Actualités - Cette semaine, la Banque centrale européenne (BCE) a annoncé que sa politique de resserrement monétaire devrait débuter à partir du troisième trimestre 2022. Ce calendrier va-t-il permettre de combattre efficacement l'inflation ? Le point avec Le Courrier Financier.

BCE : resserrement monétaire prévu à partir de juillet 2022

(Conception : Mathilde Hodouin – Réalisation : Amandine Victor)

Le suspens prend fin. Face à la flambée de l’inflation, la Banque centrale européenne (BCE) a dévoilé en partie le calendrier de son resserrement monétaire. Le rachat net d’actifs « devrait prendre fin en juillet », a déclaré Luis de Guindos, vice-président de la BCE, ce jeudi 21 avril dans un entretien accordé à l’agence Bloomberg. Cette décision ouvre la voie à une première hausse des taux directeurs, maintenus très bas malgré l’inflation. En mars dernier, l’inflation en France a augmenté de +4,5 % sur un an glissant d’après les chiffres de l’Insee. Le calendrier de la première hausse de taux de la BCE dépendra des projections publiées le 9 juin prochain, lors de la prochaine réunion de la banque centrale.

La défaite des colombes ?

L’Hexagone n’est pas le pays européen le plus mal loti. En 2022, l’Union européenne (UE) fait face à une flambée des prix spectaculaire. En mars dernier, la zone euro a ainsi enregistré une inflation record à 7,5 % d’inflation. Ce chiffre dépasse très largement l’objectif des 2 % ciblé par la BCE à moyen terme. Le calendrier de hausse des taux devra encore être précisé. « Dans la perspective actuelle, juillet est possible et septembre, ou plus tard, est également possible », a expliqué Luis de Guindos. Une déclaration lourde de sens, pour ce membre du conseil des gouverneurs généralement considéré comme l’un des plus favorables à une une politique monétaire accommodante. Les colombes cèdent aux faucons.

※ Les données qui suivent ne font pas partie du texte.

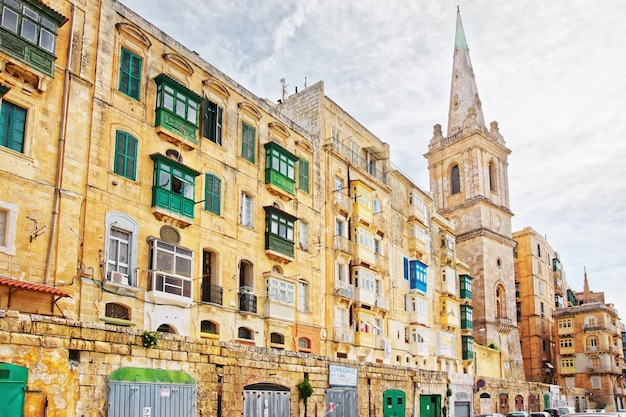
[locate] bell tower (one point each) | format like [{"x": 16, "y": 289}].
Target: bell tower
[{"x": 469, "y": 183}]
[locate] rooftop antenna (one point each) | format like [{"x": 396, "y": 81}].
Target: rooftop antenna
[{"x": 283, "y": 85}]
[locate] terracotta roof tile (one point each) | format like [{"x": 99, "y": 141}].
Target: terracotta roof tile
[{"x": 29, "y": 286}]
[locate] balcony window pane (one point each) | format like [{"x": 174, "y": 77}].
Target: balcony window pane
[{"x": 29, "y": 30}]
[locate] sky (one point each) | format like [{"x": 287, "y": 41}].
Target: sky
[{"x": 550, "y": 72}]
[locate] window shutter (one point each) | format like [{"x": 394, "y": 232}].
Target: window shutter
[
  {"x": 406, "y": 268},
  {"x": 303, "y": 171}
]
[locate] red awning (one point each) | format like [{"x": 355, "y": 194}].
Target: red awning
[{"x": 29, "y": 286}]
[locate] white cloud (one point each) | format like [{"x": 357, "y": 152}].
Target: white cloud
[{"x": 549, "y": 72}]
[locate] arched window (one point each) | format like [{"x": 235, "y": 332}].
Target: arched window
[
  {"x": 492, "y": 176},
  {"x": 500, "y": 302},
  {"x": 245, "y": 333},
  {"x": 519, "y": 403},
  {"x": 120, "y": 251},
  {"x": 207, "y": 326},
  {"x": 455, "y": 180},
  {"x": 304, "y": 344},
  {"x": 117, "y": 311},
  {"x": 166, "y": 328},
  {"x": 592, "y": 344},
  {"x": 303, "y": 296},
  {"x": 245, "y": 274},
  {"x": 211, "y": 290},
  {"x": 277, "y": 338}
]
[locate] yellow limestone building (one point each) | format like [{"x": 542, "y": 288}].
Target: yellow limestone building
[
  {"x": 144, "y": 190},
  {"x": 396, "y": 291}
]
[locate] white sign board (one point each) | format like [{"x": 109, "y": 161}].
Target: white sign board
[{"x": 342, "y": 376}]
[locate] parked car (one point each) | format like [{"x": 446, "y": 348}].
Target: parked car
[
  {"x": 559, "y": 411},
  {"x": 554, "y": 412},
  {"x": 518, "y": 414}
]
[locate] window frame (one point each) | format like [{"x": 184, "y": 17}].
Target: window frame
[
  {"x": 280, "y": 167},
  {"x": 173, "y": 186},
  {"x": 160, "y": 252},
  {"x": 455, "y": 179},
  {"x": 115, "y": 220},
  {"x": 213, "y": 193},
  {"x": 130, "y": 78},
  {"x": 279, "y": 231},
  {"x": 418, "y": 275},
  {"x": 172, "y": 98},
  {"x": 125, "y": 163},
  {"x": 246, "y": 209},
  {"x": 7, "y": 245},
  {"x": 304, "y": 175},
  {"x": 303, "y": 296},
  {"x": 212, "y": 125},
  {"x": 15, "y": 125},
  {"x": 43, "y": 23},
  {"x": 248, "y": 142}
]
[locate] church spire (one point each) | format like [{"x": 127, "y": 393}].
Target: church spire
[{"x": 465, "y": 106}]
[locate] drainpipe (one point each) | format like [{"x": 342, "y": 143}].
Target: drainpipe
[{"x": 60, "y": 152}]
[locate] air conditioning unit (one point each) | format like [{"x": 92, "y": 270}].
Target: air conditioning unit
[{"x": 118, "y": 278}]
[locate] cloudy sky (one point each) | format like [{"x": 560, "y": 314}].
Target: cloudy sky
[{"x": 550, "y": 72}]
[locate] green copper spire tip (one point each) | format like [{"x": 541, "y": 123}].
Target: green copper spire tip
[{"x": 459, "y": 40}]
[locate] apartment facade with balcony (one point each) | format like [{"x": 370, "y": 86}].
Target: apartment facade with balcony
[
  {"x": 590, "y": 353},
  {"x": 539, "y": 291}
]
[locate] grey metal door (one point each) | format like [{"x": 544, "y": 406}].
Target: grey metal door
[
  {"x": 345, "y": 402},
  {"x": 461, "y": 409},
  {"x": 127, "y": 399},
  {"x": 266, "y": 400}
]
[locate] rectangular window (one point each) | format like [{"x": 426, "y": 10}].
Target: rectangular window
[
  {"x": 212, "y": 128},
  {"x": 8, "y": 222},
  {"x": 3, "y": 227},
  {"x": 212, "y": 194},
  {"x": 417, "y": 275},
  {"x": 29, "y": 25},
  {"x": 280, "y": 291},
  {"x": 248, "y": 142},
  {"x": 246, "y": 210},
  {"x": 280, "y": 167},
  {"x": 119, "y": 251},
  {"x": 125, "y": 155},
  {"x": 304, "y": 235},
  {"x": 406, "y": 268},
  {"x": 281, "y": 226},
  {"x": 12, "y": 126},
  {"x": 303, "y": 296},
  {"x": 173, "y": 186},
  {"x": 177, "y": 108},
  {"x": 279, "y": 231},
  {"x": 130, "y": 74},
  {"x": 303, "y": 177},
  {"x": 171, "y": 266}
]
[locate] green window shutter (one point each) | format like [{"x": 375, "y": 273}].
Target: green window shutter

L’institution de Francfort a retardé l’échéance du relèvement de ses taux autant que possible, tandis que la majorité des autres banques ont déjà amorcé le mouvement. Depuis décembre 2021, la Réserve fédérale américaine (Fed) a renoncé à qualifier l’inflation de « transitoire ». Ce jeudi 21 avril, son président Jerome Powell a évoqué la possibilité d’une nouvelle hausse de 0,5 % pour sa prochaine réunion les 3 et 4 mai prochains. « Il est approprié d’agir un peu plus rapidement », a-t-il déclaré lors d’un débat sur l’économie mondiale organisé par le Fonds monétaire international (FMI). La Fed pourrait donc adopter une politique monétaire plus agressive dans les mois à venir.

La peur de dégainer trop vite

Les hausses de taux servent souvent d’outil aux banques centrales pour tenter de maîtriser l’inflation. Toutefois, il ne s’agit pas d’une solution miracle. La BCE craint d’appuyer trop tôt sur le bouton du resserrement monétaire. Le risque serait de nuire à la croissance européenne, tandis que le Vieux Continent doit faire face à l’instabilité géopolitique provoquée par la guerre en Ukraine. La BCE a bien prévu une hausse de taux « quelque temps après » la fin de sa politique de Quantitative easing (QE) — et son programme massif de rachat de dettes, déployé suite à la crise sanitaire de 2020 — mais sans plus de précision. Pour l’anecdote, ce serait sa première hausse des taux depuis 2011.

La situation inquiète les marchés. Les anticipations d’inflation moyen-terme se tendent en Europe (2,40 %) et aux Etats-Unis (2,85 %). « Si les anticipations d’inflation continuent de se tendre, c’est que les marchés ne croient pas en la capacité des banques centrales, pour l’instant, de ramener l’inflation vers l’objectif de 2 %. Elles ont donc un peu de marge pour relever les taux mais vont devoir piloter à vue, car la crise géopolitique impacte l’économie mondiale et la confiance », analyse Alexandre Baradez, responsable de l’analyse marchés chez IG France. Au sein du Conseil des gouverneurs de la BCE, les partisans d’un resserrement rapide de la politique monétaire donnent de plus en plus de la voix. Affaire à suivre.